As travel managers and corporations consider tying their travel
programs more formally to supplier loyalty programs—and encouraging travelers
to participate in them—data security should form a critical part of the
discussion, as supplier loyalty program systems have proven additionally
vulnerable to hacking.
A Global Business Travel Association report released in July showed
that 20 percent of travel managers considered hotel loyalty programs “very” or
“extremely” important to supplier negotiations and selections. Moreover, 72
percent of respondents were “somewhat” or “very” interested in partnering with
hotel loyalty programs to drive bookings through preferred channels by offering
bonus points or some other benefit.
In 2014, hackers breached the membership rewards programs of American
Airlines, Hilton Worldwide and United Airlines. American and United both
confirmed to Travel Procurement that their own systems were not hacked;
rather, the infiltrators penetrated their rewards programs through third
parties.
“Points are a form of currency. So if you can break into an account and
move points out, you’ve essentially stolen money,” said Rurik Bradbury, chief
marketing officer of fraud protection service Trustev.
Because loyalty programs don’t process or store credit card data,
they’re not bound by the Payment Card Industry Data Security Standard, which
requires all companies that do process card data to maintain a secure
environment. Bottom line: Rewards-scheme logins and security authentications
aren’t as secure as systems that handle credit cards.
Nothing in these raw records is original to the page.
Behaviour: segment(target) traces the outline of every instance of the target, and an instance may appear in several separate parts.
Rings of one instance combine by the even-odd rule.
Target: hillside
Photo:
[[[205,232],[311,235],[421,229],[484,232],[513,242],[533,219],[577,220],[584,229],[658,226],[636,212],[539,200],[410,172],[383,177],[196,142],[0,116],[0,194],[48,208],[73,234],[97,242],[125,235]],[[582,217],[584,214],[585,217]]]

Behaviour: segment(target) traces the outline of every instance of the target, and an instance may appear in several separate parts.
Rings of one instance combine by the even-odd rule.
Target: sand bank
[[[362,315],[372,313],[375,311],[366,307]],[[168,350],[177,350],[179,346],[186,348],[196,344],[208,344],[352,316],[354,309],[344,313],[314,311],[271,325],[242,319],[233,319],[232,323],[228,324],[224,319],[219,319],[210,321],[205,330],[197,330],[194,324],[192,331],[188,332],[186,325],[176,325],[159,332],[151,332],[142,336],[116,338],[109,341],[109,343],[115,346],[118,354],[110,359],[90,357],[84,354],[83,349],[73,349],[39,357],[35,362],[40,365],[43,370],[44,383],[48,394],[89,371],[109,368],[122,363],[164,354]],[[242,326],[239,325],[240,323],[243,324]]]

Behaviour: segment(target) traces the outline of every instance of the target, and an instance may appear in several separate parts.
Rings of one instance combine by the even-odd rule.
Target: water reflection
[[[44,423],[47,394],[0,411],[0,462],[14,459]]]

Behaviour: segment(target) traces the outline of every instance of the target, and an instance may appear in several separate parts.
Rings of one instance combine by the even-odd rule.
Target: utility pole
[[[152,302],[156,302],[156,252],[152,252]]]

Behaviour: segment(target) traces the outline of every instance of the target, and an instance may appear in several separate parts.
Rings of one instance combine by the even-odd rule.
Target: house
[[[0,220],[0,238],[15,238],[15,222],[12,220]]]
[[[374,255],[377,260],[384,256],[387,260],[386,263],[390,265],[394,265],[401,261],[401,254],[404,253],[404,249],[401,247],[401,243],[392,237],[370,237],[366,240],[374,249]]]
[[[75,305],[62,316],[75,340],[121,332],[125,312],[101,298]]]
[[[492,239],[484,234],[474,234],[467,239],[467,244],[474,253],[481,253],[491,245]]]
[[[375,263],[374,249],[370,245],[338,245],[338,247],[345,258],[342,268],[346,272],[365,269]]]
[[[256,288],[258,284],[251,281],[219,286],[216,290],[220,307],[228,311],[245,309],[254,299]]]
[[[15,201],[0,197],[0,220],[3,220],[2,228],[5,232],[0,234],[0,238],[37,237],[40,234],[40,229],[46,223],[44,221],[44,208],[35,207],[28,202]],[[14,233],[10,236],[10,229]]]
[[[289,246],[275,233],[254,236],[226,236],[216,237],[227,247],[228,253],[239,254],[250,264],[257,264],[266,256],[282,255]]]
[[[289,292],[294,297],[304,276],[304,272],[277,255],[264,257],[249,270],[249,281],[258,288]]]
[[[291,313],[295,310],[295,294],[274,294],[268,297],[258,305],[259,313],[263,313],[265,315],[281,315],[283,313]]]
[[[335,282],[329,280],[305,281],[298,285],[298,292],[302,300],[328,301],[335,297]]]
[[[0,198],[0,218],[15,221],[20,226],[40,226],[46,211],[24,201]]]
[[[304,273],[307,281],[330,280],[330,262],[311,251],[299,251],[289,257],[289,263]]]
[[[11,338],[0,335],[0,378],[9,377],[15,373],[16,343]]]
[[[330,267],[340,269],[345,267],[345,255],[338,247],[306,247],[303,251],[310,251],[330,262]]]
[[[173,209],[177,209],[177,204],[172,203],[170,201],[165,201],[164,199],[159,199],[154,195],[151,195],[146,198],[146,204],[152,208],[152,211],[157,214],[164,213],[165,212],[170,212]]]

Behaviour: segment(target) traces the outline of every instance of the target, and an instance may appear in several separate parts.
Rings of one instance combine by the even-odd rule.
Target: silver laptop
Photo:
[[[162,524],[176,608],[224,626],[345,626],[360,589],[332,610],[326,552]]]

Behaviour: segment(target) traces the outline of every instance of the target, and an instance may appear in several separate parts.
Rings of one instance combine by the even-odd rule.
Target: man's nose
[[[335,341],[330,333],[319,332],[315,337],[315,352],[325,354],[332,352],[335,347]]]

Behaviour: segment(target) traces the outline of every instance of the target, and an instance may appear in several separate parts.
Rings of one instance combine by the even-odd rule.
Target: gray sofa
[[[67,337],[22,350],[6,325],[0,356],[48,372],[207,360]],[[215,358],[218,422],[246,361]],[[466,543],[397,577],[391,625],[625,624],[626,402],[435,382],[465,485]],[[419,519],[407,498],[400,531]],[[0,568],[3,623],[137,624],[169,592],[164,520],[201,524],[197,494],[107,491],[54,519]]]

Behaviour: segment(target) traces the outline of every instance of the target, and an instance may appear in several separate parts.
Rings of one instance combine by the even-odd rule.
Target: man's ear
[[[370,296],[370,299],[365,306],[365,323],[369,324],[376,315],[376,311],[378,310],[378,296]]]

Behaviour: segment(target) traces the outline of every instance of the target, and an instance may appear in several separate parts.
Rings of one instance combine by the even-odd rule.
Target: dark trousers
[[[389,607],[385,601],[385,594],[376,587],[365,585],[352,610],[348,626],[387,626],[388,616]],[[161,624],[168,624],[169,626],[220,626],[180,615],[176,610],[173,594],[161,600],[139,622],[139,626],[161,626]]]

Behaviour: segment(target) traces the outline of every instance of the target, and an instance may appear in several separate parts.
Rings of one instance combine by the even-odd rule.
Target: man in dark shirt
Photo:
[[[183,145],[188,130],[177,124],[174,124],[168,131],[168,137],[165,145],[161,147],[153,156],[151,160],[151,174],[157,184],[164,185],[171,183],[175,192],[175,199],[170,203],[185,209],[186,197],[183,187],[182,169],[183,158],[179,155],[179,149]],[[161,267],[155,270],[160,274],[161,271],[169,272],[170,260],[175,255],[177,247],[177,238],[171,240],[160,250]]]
Merchants also are not required to report a loyalty program data breach
to the public as they would a card breach. These breaches are less noticeable,
as people aren’t as vigilant of their accounts; members aren’t always aware of
their balances, nor do they check for unauthorized transactions as often as
they would their bank and credit card accounts, said Trustev CEO and co-founder
Pat Phelan.
Why Buyers
Should Be Concerned
Oracle has seen at least one case of a loyalty account being breached,
said global travel director Rita Visser. Oracle didn’t take action in that
case, as employees are responsible for managing their own rewards accounts, and
she questions whether and when it becomes a corporate liability. “I don’t know
the answer to that,” she said. “If there’s a corporate liability, we’re always
doing the right thing.”
Visser is more concerned about the data available in traveler profiles.
“Home address, emergency contacts, phone numbers, date of birth—that info sits
in a Sabre profile,” she said. “A breach of data on that site scares the heck
out of me.” That’s because Oracle travelers are on file with Sabre, whereas
only isolated employees sign up for loyalty schemes, and they personally opt to
do so.
Still, there’s plenty of data overlap between loyalty programs and
traveler profiles, as well as credit cards, and as travel managers consider
integrated loyalty agreements, the risk increases.
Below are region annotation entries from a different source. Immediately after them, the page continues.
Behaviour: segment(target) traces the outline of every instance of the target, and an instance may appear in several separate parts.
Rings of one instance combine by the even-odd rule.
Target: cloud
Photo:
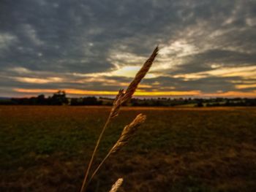
[[[252,93],[255,7],[252,0],[1,1],[0,89],[114,91],[159,45],[142,91]]]

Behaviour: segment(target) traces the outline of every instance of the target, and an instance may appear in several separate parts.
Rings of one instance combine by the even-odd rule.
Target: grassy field
[[[0,191],[78,191],[109,107],[0,107]],[[147,115],[89,191],[256,191],[256,108],[123,108],[105,132],[104,157],[124,126]]]

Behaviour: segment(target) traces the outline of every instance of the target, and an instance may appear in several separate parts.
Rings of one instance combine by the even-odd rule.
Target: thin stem
[[[90,182],[91,181],[92,178],[95,176],[95,174],[97,174],[97,172],[99,171],[99,168],[102,166],[102,165],[105,163],[105,161],[107,160],[107,158],[111,155],[112,151],[113,151],[113,147],[110,150],[110,151],[108,152],[108,155],[104,158],[104,159],[102,161],[102,162],[99,164],[99,165],[97,166],[97,168],[95,169],[95,171],[94,172],[94,173],[91,174],[90,179],[89,180],[89,181],[87,182],[87,185],[86,186],[90,183]]]
[[[93,162],[94,159],[96,152],[97,152],[97,149],[98,149],[98,147],[99,147],[99,142],[100,142],[100,141],[101,141],[101,139],[102,139],[102,136],[103,136],[103,134],[104,134],[104,132],[105,132],[105,130],[106,129],[106,128],[107,128],[108,123],[109,123],[110,121],[110,118],[111,118],[111,112],[110,112],[110,114],[109,115],[106,123],[105,123],[105,126],[104,126],[104,127],[103,127],[103,128],[102,128],[102,132],[101,132],[100,134],[99,134],[99,138],[98,138],[98,140],[97,141],[97,144],[96,144],[96,145],[95,145],[94,150],[92,155],[91,155],[91,160],[90,160],[90,162],[89,162],[89,165],[88,165],[88,168],[87,168],[87,170],[86,170],[86,174],[85,174],[83,181],[83,185],[82,185],[81,189],[80,189],[80,192],[85,191],[85,185],[86,185],[86,183],[87,177],[88,177],[89,173],[89,172],[90,172],[92,162]]]

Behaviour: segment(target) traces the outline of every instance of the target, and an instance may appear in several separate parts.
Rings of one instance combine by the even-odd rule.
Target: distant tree
[[[67,104],[69,101],[66,97],[66,93],[64,91],[59,91],[54,93],[53,96],[50,99],[50,104],[53,105],[63,105]]]

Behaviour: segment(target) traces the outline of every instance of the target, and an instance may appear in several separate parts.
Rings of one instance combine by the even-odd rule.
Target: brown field
[[[110,107],[0,107],[0,191],[78,191]],[[124,107],[99,163],[136,115],[146,123],[89,191],[256,191],[256,108]]]

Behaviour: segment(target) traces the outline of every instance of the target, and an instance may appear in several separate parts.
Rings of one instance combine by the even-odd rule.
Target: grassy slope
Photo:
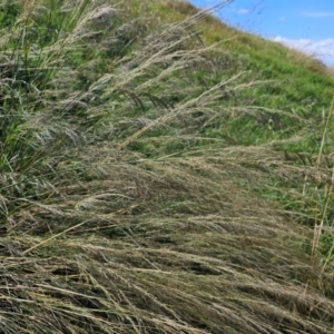
[[[1,333],[331,333],[331,235],[296,222],[331,220],[327,69],[187,3],[29,3],[1,17]]]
An American Airlines spokesperson told Travel Procurement that
the carrier’s loyalty program doesn’t collect credit card numbers or
date-of-birth information, but a cursory search of several major airline and
hotel loyalty program registration sites—including the largest carriers and
chains—showed that they do require members to provide their addresses and phone
numbers. At least one hotel chain loyalty program requested—but did not
require—a birth month and year for promotional purposes and another offered a
shortcut registration that authorized a data pull from Facebook in lieu of
filling out an online form. Further, Phelan pointed out that people tend to
align their credit card to airline and hotel points.
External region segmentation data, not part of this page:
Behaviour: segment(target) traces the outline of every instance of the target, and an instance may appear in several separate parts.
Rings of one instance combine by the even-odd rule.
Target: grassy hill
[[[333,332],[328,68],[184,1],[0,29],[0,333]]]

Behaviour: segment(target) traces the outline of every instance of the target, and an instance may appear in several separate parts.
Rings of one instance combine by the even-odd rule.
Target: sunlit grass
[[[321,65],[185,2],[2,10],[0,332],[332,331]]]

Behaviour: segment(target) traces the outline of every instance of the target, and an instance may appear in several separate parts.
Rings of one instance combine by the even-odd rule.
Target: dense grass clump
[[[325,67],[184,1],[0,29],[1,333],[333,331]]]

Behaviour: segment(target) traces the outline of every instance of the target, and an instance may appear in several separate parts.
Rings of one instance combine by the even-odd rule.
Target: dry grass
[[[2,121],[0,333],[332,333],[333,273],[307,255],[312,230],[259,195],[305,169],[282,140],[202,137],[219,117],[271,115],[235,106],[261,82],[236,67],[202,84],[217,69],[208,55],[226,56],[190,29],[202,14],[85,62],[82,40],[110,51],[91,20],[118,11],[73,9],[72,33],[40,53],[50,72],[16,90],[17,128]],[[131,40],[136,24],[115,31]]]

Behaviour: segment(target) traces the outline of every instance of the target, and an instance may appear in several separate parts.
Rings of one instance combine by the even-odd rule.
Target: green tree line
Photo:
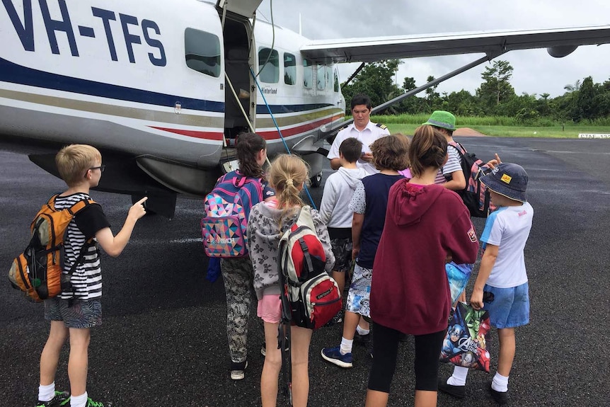
[[[396,79],[402,62],[389,59],[365,66],[352,83],[342,86],[350,114],[349,101],[357,93],[367,94],[373,105],[378,105],[403,93],[417,88],[413,78],[404,78],[398,86]],[[513,67],[507,61],[496,60],[481,74],[482,83],[474,95],[465,90],[442,95],[437,86],[403,100],[380,114],[430,114],[434,110],[448,110],[460,117],[507,116],[527,125],[553,122],[594,122],[610,119],[610,79],[594,83],[591,76],[564,87],[565,93],[556,98],[548,93],[517,95],[510,84]],[[427,81],[435,79],[428,76]]]

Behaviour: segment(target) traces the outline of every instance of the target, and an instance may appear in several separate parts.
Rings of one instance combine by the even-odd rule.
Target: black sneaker
[[[508,391],[497,391],[494,390],[491,386],[491,382],[489,382],[489,391],[491,393],[491,398],[493,399],[498,404],[506,404],[508,403]]]
[[[439,390],[456,399],[464,399],[466,396],[466,386],[447,384],[447,380],[439,379]]]
[[[246,370],[246,367],[248,367],[248,360],[244,360],[243,362],[231,362],[231,378],[234,380],[241,380],[246,377],[246,373],[243,371]]]
[[[366,335],[360,335],[358,333],[358,331],[356,331],[356,333],[354,335],[354,343],[358,343],[359,345],[366,345],[367,343],[371,341],[371,333],[367,333]]]
[[[49,401],[38,401],[36,407],[57,407],[58,406],[69,406],[70,394],[67,391],[55,391],[53,399]]]

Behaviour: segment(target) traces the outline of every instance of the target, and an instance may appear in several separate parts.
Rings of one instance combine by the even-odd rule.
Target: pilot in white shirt
[[[330,167],[333,170],[339,169],[339,146],[345,139],[355,137],[362,143],[362,156],[357,165],[369,174],[378,173],[379,171],[372,164],[373,155],[369,146],[377,139],[389,135],[390,132],[384,125],[371,122],[371,99],[367,96],[362,93],[355,96],[352,98],[351,106],[354,122],[341,130],[335,137],[330,151],[326,156],[330,160]]]

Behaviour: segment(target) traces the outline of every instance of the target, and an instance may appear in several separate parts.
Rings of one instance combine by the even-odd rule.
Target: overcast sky
[[[270,0],[258,8],[270,20]],[[276,24],[299,31],[312,40],[398,35],[501,30],[534,30],[610,25],[606,0],[294,0],[273,1]],[[403,59],[398,84],[413,76],[418,86],[428,75],[439,77],[478,59],[482,54]],[[594,82],[610,79],[610,44],[580,47],[563,58],[553,58],[546,50],[512,51],[498,57],[513,71],[511,84],[517,94],[562,95],[563,87],[592,76]],[[441,84],[437,91],[466,89],[474,94],[480,86],[483,64]],[[345,81],[359,64],[340,65]]]

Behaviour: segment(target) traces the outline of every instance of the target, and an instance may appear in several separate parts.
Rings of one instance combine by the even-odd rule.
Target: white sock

And once hackers tap loyalty data, they don’t pack up and go home.
“These loyalty programs are a gateway drug,” Phelan said. “Once they’re in,
there’s enough in there about you that they can start figuring stuff out pretty
rapidly. They have a credit card, name, address, maybe a date of birth. Now
they’re really close to getting a social security number.”
As SNDR founder and CEO Shaun Murphy puts it, “Hackers are in this for
the long con. Every bit of data they get on you, it’s just adding to the bigger
picture.”
Business
Travelers Should Remain Vigilant
Although people continually are warned not to use the same username and
password for multiple accounts, they do. It’s understandable; it’s difficult to
keep track of so many username and password combinations.
Liable or not, corporations are wise to encourage or even require
travelers to diversify security credentials related to corporate travel and
card and to remain vigilant with their personal information.
Even if the loyalty program doesn’t tie to a credit card or date of
birth, bank and email accounts that share the same username and password might.
Hackers’ initially aimed to drain accounts of points, trade them for tangible
goods like airline tickets and hotel stays and resell those for cash, but their
goals have become loftier.
Once the hackers are inside a merchant’s network, even if it’s just the
loyalty scheme, “it’s pretty easy for the criminal to jump or hop into other
parts of the network if they don’t have the segregation that they need between
the nonpayment and the payment side of the business,” said Verifone chief
security officer Joe Majka. “Once they get a foothold into the nonpayment side,
they begin to scan the networks. What they’re looking for is the admin ID and
credential. Once they capture that, it gives them the keys to the kingdom that
allows them to access any part of that network.”